Powdery mildew occurs sporadically on soybeans, typically late in the season during periods of cool temperatures. The disease rarely appears to rarely cause yield loss, but it can potentially cause defoliation and reduced yields in susceptible varieties. Powdery mildew is differentiated from other foliar diseases by the white, powdery coating on infected leaves that looks similar to white flour sprinkled unevenly on the leaf surfaces.
All aerial plant parts can be infected by powdery mildew, although symptoms are most easily seen on the uppers surfaces of leaves. Infected leaves have white to light grey, powdery patches. These patches may enlarge and cover the surfaces of many leaves throughout a plant, however, infected leaves tend to be most common on the lower and middle leaves. Powdery mildew symptoms may vary among cultivars. Leaves on susceptible varieties may turn yellow, then brown, and fall from the plant.
Conditions and Timing that Favor Disease:
Plants are most susceptible during the mid to late reproductive stages.
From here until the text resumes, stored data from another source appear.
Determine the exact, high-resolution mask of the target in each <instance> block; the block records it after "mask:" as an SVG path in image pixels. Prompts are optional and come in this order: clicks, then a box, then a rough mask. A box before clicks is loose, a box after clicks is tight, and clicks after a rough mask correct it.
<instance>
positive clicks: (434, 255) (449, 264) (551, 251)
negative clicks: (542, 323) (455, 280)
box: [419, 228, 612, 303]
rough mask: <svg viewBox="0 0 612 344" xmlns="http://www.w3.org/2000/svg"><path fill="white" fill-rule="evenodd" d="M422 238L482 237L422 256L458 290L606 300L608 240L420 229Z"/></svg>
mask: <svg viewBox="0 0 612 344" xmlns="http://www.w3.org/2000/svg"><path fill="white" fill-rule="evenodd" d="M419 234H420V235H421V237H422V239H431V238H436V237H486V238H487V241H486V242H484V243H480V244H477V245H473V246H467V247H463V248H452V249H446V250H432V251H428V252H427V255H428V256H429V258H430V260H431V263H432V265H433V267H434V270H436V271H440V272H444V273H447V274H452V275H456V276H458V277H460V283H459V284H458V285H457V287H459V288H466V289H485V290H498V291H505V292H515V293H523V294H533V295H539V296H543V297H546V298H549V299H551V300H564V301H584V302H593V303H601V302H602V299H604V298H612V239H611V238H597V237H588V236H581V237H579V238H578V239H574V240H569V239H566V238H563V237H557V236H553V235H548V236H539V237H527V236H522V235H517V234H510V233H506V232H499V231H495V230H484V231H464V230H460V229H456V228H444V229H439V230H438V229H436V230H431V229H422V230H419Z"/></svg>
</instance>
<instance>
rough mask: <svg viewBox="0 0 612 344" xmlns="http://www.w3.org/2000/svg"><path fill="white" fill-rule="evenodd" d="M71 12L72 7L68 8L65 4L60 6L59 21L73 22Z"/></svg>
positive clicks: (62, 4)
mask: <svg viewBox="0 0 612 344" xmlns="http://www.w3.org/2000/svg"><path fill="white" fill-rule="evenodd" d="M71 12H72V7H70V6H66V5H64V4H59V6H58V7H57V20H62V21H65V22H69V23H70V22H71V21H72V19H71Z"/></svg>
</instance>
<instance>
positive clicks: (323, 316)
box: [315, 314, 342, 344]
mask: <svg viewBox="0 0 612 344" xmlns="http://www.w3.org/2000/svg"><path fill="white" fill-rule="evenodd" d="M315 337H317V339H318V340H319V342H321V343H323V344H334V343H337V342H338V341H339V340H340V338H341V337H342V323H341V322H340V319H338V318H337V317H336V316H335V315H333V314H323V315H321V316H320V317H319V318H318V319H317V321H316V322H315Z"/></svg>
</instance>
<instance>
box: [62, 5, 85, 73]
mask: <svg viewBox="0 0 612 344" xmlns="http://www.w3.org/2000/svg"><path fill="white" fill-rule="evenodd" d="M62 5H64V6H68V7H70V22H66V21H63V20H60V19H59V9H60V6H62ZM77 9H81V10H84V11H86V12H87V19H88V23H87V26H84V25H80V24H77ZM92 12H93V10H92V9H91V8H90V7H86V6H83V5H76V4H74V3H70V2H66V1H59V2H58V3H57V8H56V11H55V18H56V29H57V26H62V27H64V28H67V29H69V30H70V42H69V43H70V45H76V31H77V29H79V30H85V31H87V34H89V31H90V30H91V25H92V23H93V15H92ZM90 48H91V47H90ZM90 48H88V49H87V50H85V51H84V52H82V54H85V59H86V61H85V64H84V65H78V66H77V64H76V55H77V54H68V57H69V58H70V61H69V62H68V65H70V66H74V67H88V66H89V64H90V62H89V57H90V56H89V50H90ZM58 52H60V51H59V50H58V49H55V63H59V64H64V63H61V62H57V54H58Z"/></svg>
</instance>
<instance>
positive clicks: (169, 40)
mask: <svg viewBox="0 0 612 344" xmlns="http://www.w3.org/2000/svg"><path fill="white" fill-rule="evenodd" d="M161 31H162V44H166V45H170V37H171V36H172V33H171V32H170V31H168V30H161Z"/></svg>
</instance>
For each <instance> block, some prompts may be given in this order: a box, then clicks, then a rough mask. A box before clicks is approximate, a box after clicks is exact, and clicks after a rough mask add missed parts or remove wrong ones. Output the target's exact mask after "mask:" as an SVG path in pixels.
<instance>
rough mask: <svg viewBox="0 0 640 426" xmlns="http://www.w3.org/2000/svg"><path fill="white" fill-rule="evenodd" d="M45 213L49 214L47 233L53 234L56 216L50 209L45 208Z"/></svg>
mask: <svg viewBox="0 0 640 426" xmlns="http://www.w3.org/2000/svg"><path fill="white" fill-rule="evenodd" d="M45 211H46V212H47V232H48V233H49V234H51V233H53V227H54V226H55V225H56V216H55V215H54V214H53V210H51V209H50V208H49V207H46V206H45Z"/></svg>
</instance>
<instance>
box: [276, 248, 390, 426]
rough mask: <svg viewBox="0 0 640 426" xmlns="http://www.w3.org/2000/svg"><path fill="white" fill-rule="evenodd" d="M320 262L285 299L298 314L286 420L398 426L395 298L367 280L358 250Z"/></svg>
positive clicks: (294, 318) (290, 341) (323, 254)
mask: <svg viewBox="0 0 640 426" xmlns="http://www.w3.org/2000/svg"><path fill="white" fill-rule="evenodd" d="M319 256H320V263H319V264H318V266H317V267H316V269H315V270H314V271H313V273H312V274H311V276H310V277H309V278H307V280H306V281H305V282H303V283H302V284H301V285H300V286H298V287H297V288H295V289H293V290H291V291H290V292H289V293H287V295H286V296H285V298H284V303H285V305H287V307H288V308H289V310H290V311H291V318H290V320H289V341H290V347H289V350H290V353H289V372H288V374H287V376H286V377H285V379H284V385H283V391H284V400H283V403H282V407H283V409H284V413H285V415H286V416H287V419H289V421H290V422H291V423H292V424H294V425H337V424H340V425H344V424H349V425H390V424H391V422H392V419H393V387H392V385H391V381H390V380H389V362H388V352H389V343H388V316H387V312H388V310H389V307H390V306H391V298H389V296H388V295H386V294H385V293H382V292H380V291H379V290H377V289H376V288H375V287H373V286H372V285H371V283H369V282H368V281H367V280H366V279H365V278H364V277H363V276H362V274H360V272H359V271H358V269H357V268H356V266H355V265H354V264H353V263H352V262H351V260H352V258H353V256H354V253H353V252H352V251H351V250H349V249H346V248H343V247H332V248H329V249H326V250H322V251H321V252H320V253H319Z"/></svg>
Cool weather late in the growing season is most favorable for disease development. Rainfall is not known to increase the disease.
Powdery mildew is caused by the fungus Microsphaera diffusa. Other hosts of this fungus include common bean, pea, and cowpea.
Use varieties that are have low susceptibility to powdery mildew. Foliar fungicides can help to manage this disease, but are not usually recommended because powdery mildew rarely appears to causes yield loss.